Background:  High-altitude winds (200 to 800m) are faster and more consistent around the world, but inaccessible to conventional wind turbine technology. Controlled kites can be used to harness this energy and produce less of a footprint than a wind tower. Wind tower height is limited by structural strength. The higher they are built, the larger bending moment from the wind. A tethered system only needs to withstand a tension force. Current kite power systems rely on precision GPS tracking and other on-kite instrumentation to provide feedback to the controller. An alternative is to use a maneuverable, single-line, tension-controlled kite. These kites, unlike common multiple line kites, have stable and unstable states that are toggled between by changing the tether tension. A flyer constantly changes the length of the tether to control the kite.  Above critical tension the kite flexes and flies straight. Below critical tension the kite is unstable and spins about the tether. The principal goal of our research is to understand the dynamics and achieve automatic control of such a kite. We use a combination of physics-based numerical models and experimental testing. The single-line maneuverable kite could reduce overall complexity and cost of a power generating system. The removal of on-kite sensors makes the kites expendable and eliminates the difficulties of data transmission and powering the on-kite sensors.
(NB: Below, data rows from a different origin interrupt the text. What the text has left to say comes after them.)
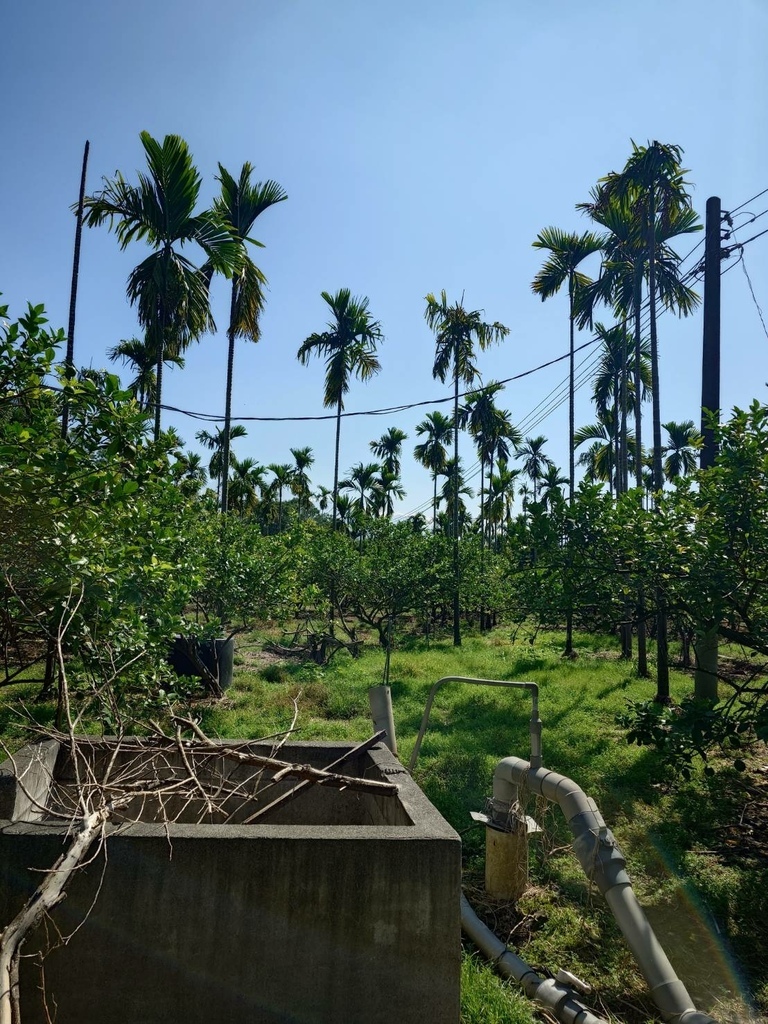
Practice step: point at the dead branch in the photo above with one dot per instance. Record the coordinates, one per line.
(292, 794)
(316, 775)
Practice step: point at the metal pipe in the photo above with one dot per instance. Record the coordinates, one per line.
(604, 863)
(553, 995)
(536, 722)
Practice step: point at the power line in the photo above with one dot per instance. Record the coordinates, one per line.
(737, 208)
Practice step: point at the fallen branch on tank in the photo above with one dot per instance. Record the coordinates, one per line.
(98, 786)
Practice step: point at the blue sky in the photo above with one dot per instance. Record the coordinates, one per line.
(423, 145)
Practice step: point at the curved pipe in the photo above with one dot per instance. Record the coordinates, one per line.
(603, 862)
(536, 722)
(557, 998)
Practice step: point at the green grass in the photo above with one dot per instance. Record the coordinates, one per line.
(662, 829)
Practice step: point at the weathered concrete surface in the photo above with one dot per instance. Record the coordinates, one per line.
(276, 923)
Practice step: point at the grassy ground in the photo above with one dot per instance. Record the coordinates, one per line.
(709, 908)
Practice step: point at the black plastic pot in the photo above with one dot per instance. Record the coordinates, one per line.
(217, 655)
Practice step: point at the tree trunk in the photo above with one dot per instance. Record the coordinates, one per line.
(642, 645)
(571, 390)
(336, 464)
(228, 400)
(70, 358)
(457, 579)
(663, 669)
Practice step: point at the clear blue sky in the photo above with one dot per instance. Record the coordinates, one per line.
(423, 144)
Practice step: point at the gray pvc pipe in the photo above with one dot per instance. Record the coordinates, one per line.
(603, 862)
(558, 998)
(380, 700)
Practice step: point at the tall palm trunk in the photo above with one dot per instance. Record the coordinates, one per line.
(623, 445)
(70, 358)
(228, 400)
(161, 340)
(482, 545)
(336, 465)
(457, 607)
(571, 389)
(642, 645)
(663, 669)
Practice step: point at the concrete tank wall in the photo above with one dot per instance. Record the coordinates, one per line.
(272, 923)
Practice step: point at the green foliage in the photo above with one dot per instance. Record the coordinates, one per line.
(681, 734)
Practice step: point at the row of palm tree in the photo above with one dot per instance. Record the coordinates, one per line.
(638, 210)
(171, 293)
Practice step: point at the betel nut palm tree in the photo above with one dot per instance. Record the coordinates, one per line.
(457, 331)
(535, 462)
(432, 453)
(348, 345)
(626, 266)
(215, 442)
(303, 460)
(387, 448)
(238, 205)
(566, 250)
(681, 454)
(169, 291)
(140, 355)
(652, 188)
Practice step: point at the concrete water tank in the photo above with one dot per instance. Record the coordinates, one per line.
(338, 906)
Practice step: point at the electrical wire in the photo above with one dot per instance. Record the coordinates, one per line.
(737, 208)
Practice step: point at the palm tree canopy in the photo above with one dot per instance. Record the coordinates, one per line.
(388, 449)
(348, 345)
(626, 254)
(566, 250)
(238, 206)
(432, 453)
(141, 356)
(456, 329)
(684, 443)
(363, 478)
(607, 376)
(160, 211)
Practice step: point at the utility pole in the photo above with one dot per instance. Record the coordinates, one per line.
(706, 679)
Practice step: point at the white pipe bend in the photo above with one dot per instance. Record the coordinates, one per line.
(603, 862)
(558, 998)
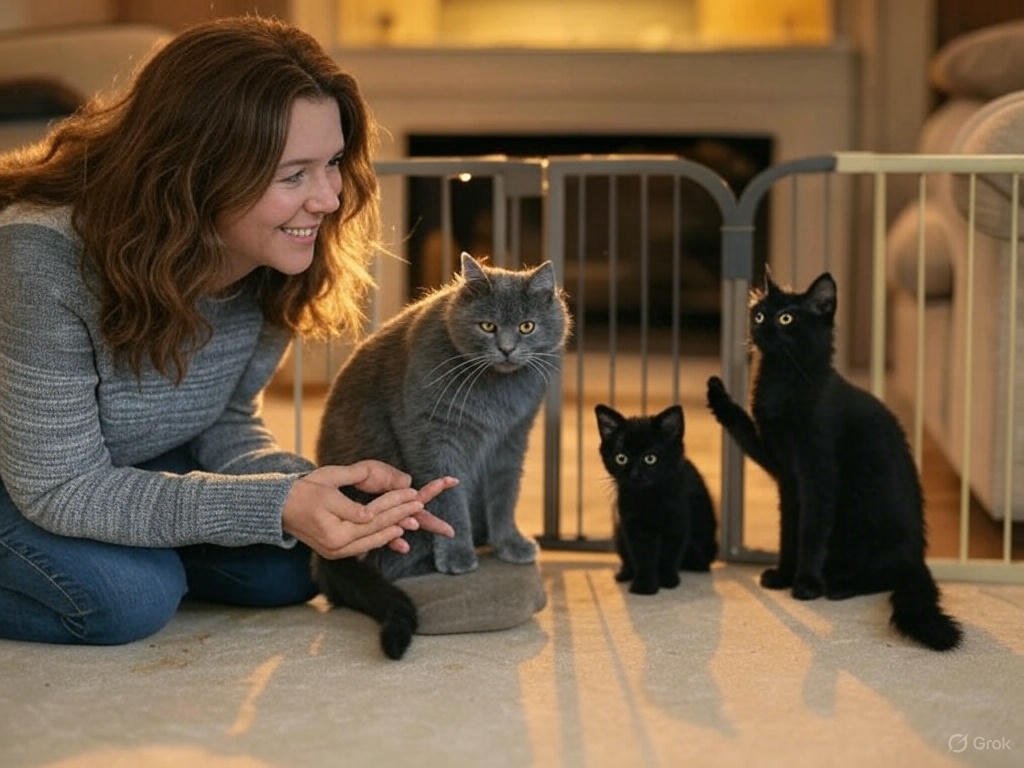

Methods:        A numerical simulation of a simplified three-dimensional, three degree-of-freedom system has been created to predict the motion of the kite under applied control of the tether. The simulation uses explicit numeric integration routines to approximate the solution of the set of coupled non-linear governing equations of motion. Control algorithms are initially tested using the simulation before testing on the experimental test bed.

Experimental validation is currently underway. A three axis load cell test bed is under construction and will provide the controller with the magnitude and direction of the tether tension. The encoder on the drive motor will determine tether length. Velocity feedback will be used to control the kite.

Results:           Initial simulation shows that the kite tracks to a stable position while in the high tension state, which has also been validated by manual flight of the existing kites in extreme wind conditions. Manually flying the kite, and subsequent video analysis, has provided guidance in improving simulation parameters such as spin rate and direction.

Conclusions:  The goal of this research is to achieve automated, sustained flight of a naturally unstable kite system and to better understand the system as a whole. This base knowledge can be built on to better understand, control, and design kite power systems. Experienced human flyers can expertly maneuver these kites with precision from hundreds of feet solely by changing the tension in the tether. The potential exists to produce a low cost, renewable energy source that can be implemented around the world.